Sunday , May 27, 2018

However It Will Work, the Common Buy Button Isn’t Going to Appear Any Time Soon

With each week that passes, the so-called unified buy button concept introduced by the major card networks last month takes on more definition, but despite all the discussion, the idea of an online checkout shared by multiple payment networks remains too vague—and too futuristic—to suit some expert observers.

“I keep looking for confirmation that they’re actually working on this,” says Rick Oglesby, principal at payments consultancy AZ Payments Group, Mesa, Ariz. “I keep finding sketchy half statements.”

Al Kelly, chief executive at Visa Inc., confirmed on Tuesday that there are “a lot of meetings going on, on things like branding and what will the actual button look like.” But he also said experts at Visa are “still going through the technical specifications to make sure we understand exactly what we have to do to implement it,” according to a transcript of the session. Kelly made his remarks during a question-and-answer session with a JPMorgan & Co. analyst at a technology conference sponsored by the bank.

Townsend: “It’s a speed-to-market challenge for merchants that have their own pay buttons.”

The “technical specifications” mentioned by Kelly refer to the Secure Remote Commerce spec recently drawn up by EMVCo, a standards body controlled by six global card networks, including Visa as well as Mastercard Inc., American Express Co., Discover Financial Services, Japan’s JCB, and China UnionPay.
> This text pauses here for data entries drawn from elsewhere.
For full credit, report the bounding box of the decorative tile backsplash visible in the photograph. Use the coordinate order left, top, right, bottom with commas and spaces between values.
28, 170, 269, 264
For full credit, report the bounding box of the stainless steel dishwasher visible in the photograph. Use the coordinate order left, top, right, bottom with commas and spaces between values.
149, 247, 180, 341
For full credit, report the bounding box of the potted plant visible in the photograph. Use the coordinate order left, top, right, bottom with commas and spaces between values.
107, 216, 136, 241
A technical framework for the spec was released Nov. 1, but the spec itself so far is available only to subscribers.

While TS Anil, global head for payment processing products and solutions at Visa, has said publicly that the card company will begin moving its digital wallet, Visa Checkout, to the SRC standard late this year, some observers estimate full implementation of a common checkout will take much longer. Thad Peterson, a senior analyst at the Boston-based consultancy Aite Group LLC, figures the effort will take three to five years. “It’s not going to be fast,” he says.
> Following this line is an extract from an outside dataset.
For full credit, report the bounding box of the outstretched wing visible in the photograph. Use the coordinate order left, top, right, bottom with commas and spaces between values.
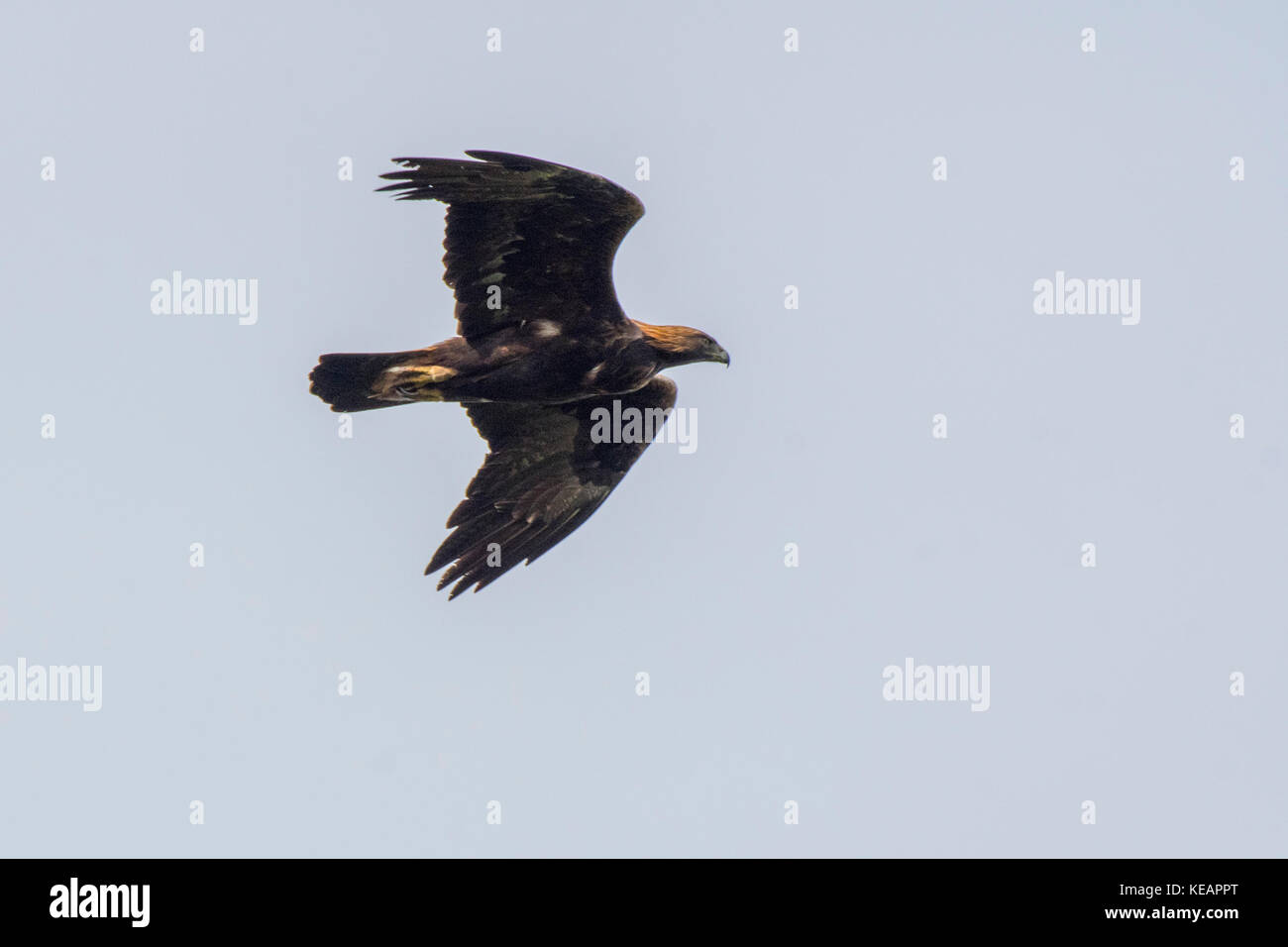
425, 374, 675, 598
380, 151, 644, 339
Still, Kelly ventured some general speculation at the JPMorgan conference on how the common button might work with respect to branding. “It’ll be …like in the physical [point-of-sale] world where there’s a number of networks represented on the same decal, it’d probably be something similar to that,” he noted.
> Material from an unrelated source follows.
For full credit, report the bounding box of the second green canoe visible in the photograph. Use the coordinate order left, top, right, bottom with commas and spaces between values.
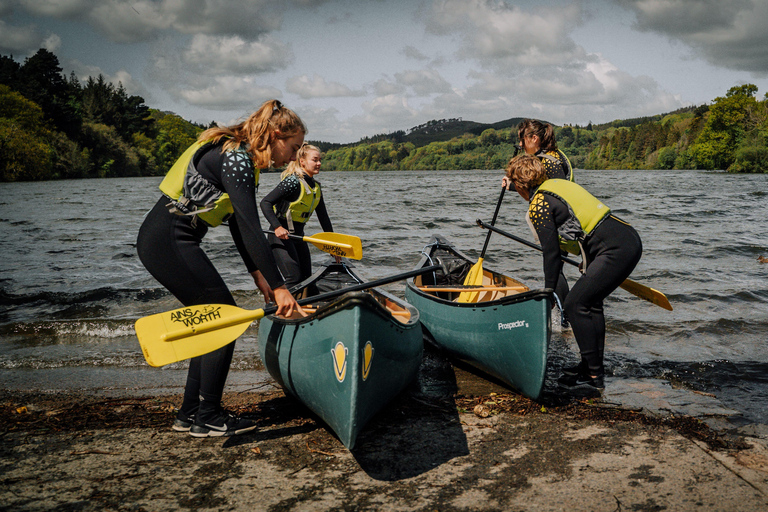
405, 235, 554, 399
259, 263, 424, 449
As for the common button’s interaction with consumers, Kelly had this to say: “They don’t have to look at all the various options and buttons they see, some kind of buy button yet to be defined and branded. It’ll open up a wallet. They’ll have probably a card preselected. They can override that, select their product and confirm their purchase. Very streamlined, far less friction…”

The question is, says Oglesby, who will control that wallet that opens up? And if it opens access to any wallet enrolled by the consumer, he asks, who controls that enrollment?

Other parties, too, are waiting for more definition of the networks’ unified-checkout approach. Merchants, for example, fear the big card networks may shut them out of the development work and possibly disregard their routing rights when it comes to debit checkouts.

The very fact that the SRC specification is available only to subscribers on the EMVCo Web site is disturbing in the face of Visa’s statement that it wants to act before the end of the year, says Laura Townsend, senior vice president of operations for the Merchant Advisory Group, a Minneapolis, Minn.-based trade group for major retail chains and airlines.

“It’s a speed-to-market challenge for merchants that have their own pay buttons,” she says. And yet, she says, “We don’t have access to the spec.”

Regardless of how long it takes to create a streamlined, online checkout that serves for all or even some interested payments parties, the networks concede they must act soon. Cart-abandonment rates are dismal, and PayPal and Amazon have long since stolen a march on the likes of Visa Checkout and Mastercard Inc.’s Masterpass online checkout. PayPal’s market share among the top 10,000 sites is 6.75%, compared to 0.24% for Visa Checkout and 0.41% for Masterpass, according to data compiled by Similartech.com.

The proliferation of acceptance marks online doesn’t help, especially on small mobile screens. “What we have today is the moral equivalent of having to ask a face-to-face merchant to have a different terminal for each network,” Kelly said at the JPMorgan conference. “Imagine the confusion at the point of sale if you had seven or eight terminals.”

Summing it up for merchants and consumers, he added, “the experience stinks.”